Mangharam used the example of a tilted stop sign. Under normal circumstances, the computer could recognise a stop sign correctly every time. However, if the sign were askew, that could throw off the features the computer uses to recognise it and a car could drive right past it. Scientists need to understand not just what the car does wrong, but also at what stage of the driving process the error happens.
"Was the cause of the problem that it cannot perceive the world correctly and made a bad decision, or did it perceive the world correctly and make a bad decision?" Mangharam said.

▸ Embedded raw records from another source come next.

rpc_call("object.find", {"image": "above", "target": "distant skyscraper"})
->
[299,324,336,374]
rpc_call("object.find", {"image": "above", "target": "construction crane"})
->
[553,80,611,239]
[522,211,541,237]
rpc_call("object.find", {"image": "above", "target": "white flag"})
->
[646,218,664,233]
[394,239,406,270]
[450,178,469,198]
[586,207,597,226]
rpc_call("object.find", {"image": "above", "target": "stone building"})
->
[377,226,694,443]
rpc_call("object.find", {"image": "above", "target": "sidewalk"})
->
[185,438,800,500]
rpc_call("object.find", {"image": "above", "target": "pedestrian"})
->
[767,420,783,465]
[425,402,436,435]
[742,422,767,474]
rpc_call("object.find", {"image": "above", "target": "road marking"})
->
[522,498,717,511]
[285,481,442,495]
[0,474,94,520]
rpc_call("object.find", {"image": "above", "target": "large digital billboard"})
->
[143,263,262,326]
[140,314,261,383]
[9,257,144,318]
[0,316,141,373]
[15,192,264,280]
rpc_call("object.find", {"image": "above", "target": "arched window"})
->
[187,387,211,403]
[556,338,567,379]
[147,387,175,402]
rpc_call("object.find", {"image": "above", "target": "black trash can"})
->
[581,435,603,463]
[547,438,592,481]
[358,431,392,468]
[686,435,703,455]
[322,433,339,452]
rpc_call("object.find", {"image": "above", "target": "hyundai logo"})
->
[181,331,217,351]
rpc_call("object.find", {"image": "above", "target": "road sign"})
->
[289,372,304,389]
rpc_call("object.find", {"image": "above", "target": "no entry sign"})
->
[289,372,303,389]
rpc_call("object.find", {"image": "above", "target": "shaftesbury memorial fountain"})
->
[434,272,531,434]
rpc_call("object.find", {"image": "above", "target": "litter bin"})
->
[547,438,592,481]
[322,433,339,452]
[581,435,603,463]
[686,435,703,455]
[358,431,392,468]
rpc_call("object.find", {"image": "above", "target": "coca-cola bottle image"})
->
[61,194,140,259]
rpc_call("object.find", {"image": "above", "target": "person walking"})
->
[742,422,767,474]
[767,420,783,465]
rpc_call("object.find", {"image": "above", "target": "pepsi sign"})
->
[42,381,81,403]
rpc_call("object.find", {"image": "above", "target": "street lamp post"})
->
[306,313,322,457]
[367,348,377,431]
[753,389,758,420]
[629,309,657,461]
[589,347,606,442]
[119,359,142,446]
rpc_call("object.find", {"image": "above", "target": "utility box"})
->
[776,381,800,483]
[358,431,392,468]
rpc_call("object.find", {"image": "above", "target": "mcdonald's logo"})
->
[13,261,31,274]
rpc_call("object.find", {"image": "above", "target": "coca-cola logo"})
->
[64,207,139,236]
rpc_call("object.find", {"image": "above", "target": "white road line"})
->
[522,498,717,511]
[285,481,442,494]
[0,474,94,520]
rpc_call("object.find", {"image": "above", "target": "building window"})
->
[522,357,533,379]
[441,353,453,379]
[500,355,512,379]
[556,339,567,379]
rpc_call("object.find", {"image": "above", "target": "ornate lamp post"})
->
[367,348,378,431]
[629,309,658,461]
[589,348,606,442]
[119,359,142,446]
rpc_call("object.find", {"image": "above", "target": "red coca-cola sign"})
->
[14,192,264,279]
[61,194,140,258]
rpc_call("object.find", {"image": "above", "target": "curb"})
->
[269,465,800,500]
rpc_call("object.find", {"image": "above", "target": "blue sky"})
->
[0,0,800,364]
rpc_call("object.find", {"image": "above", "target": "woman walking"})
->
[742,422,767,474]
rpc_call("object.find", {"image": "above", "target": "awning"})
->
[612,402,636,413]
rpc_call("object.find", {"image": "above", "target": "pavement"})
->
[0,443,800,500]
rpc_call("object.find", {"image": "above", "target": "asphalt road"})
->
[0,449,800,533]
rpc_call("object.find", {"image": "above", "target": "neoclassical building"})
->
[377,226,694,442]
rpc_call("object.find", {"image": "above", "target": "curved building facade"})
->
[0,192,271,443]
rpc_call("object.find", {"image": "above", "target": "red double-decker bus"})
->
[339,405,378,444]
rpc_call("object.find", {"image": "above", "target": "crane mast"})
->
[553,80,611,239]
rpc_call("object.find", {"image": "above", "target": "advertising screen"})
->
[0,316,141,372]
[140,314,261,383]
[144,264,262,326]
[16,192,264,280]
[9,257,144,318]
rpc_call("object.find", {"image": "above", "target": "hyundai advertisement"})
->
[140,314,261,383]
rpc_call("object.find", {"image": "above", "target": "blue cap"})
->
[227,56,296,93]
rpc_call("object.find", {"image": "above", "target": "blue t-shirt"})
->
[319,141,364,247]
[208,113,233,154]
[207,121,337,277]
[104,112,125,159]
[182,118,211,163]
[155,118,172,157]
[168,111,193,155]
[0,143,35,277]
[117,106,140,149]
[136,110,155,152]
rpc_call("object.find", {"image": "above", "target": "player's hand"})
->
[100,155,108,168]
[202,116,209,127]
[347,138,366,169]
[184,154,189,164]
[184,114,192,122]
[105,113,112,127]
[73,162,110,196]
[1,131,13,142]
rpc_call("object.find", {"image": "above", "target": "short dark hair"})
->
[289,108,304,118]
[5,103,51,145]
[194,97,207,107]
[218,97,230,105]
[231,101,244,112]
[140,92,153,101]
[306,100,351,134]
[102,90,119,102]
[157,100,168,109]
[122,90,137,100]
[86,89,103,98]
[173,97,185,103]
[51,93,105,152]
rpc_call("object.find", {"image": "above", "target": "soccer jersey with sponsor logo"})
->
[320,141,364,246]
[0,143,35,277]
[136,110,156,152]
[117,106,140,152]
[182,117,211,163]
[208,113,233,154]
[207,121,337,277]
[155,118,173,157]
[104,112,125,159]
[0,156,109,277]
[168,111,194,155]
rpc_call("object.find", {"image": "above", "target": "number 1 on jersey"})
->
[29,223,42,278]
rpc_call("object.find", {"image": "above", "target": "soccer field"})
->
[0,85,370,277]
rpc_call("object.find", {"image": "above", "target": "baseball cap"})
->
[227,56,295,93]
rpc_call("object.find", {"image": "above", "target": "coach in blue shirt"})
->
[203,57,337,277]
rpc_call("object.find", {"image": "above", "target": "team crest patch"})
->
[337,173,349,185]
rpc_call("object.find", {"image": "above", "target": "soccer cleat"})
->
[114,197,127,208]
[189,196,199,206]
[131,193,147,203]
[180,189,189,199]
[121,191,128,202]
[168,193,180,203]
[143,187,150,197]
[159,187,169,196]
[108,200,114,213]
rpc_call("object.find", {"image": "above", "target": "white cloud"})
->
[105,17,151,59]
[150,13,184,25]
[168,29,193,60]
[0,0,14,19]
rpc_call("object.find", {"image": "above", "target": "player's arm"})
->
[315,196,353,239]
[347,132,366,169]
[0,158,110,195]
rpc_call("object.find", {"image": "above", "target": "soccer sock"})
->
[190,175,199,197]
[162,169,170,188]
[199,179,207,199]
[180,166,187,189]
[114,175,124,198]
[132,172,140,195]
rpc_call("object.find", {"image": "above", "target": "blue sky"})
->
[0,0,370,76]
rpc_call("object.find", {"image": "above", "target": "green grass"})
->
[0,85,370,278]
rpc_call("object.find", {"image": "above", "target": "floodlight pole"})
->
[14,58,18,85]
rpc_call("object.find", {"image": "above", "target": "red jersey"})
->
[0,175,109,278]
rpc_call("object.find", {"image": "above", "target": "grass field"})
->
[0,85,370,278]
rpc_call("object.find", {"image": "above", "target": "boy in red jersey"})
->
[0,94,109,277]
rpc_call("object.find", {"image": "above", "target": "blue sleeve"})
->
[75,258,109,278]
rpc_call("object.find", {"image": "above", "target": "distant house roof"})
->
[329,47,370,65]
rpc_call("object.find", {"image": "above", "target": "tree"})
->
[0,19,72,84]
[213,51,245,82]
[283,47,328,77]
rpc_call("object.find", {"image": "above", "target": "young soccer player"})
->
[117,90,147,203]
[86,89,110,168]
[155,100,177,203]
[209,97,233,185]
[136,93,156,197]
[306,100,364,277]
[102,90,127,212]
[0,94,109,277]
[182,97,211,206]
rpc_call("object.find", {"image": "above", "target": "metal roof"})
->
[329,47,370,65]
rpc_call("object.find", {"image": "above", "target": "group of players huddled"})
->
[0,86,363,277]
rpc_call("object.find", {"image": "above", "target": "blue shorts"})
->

Pennsylvania has passed legislation governing the testing of autonomous vehicles on the state's roads, and Richards said she and her counterparts in other states frequently talk about what kind of regulatory framework might be needed as full autonomy becomes closer to reality. A driver's licence test, as Mangharam proposes, is one possibility, though she said it would likely require cooperation between states and the federal government to decide on safety standards. The standards would have to consider that at least initially, she said, robot drivers would probably share the road with many humans behind the wheels of other cars.
"We all know that any incidents of hazards tied to autonomous or collective vehicles will set everybody back," said Richards, who is convinced the technology will ultimately save lives. "We really want to proceed as cautiously as possible to maintain this positive moment."
A common question about driverless vehicles is how soon the general public will start using them. As much as he believes in autonomous technology, Mangharam is worried by a tendency in our society to leave regulatory oversight in the dust as we embrace a new toy.
"I don't think we should be focusing on a date," he said, "until we reach some safety threshold."